Y en una sociedad en la que el empleo se acaba, en la que se puede producir a coste casi cero y donde lo único que tendrá más valor será el suelo, dice, “habrá evitar que el excedente económico se lo queden unos pocos. Hay que empezar a hablar de renta básica incondicional, pensiones pagadas por los impuestos de las máquinas. Debemos decidir qué futuro queremos, qué permitimos hacer a la gente que construye las IAs”.

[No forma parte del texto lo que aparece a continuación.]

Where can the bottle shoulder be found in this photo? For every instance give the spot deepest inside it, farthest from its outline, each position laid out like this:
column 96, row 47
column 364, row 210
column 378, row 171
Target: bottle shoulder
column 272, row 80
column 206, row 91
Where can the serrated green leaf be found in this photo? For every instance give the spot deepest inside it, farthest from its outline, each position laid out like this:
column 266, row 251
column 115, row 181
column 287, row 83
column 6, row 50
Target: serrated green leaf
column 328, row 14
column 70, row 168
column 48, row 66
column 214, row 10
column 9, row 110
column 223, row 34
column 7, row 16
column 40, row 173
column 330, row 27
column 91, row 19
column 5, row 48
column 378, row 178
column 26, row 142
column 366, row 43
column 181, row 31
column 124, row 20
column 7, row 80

Geopolítica, historia y ética para la IA
Los libros sobre IA se multiplican, desde genealogías –Historia de la inteligencia artificial (Almuzara), de Sara Robisco, y El sueño de la inteligencia artificial (Shackleton) de Gisela Baños– a las consecuencias geopolíticas –Imperios digitales (Shackleton), de Anu Bradford– o el abordaje de las cuestiones filosóficas y éticas. En esa zona José María Lassalle ha publicado el ensayo Civilización artificial (Arpa), que advierte del nihilismo de la IA, creada solo con vocación de generar poder, una tecnología que lleva en su ADN la utopía correctora de lo humano como un error. El impacto de la IA ha sido abordado también por el filósofo Mark Coeckelbergh en Por qué la IA debilita la democracia y qué hacer al respecto y La filosofía política de la inteligencia artificial (Cátedra). El belga se pregunta si mantendremos la situación actual o haremos que la IA trabaje por el bien común, más allá de intereses corporativos y fantasías. Y otra filósofa, Adela Cortina, publica ¿Ética o ideología de la inteligencia artificial? (Paidós), en el que se pregunta si una ética de la IA es la que deben tener las máquinas inteligentes o con la que los humanos deberían utilizar la IA.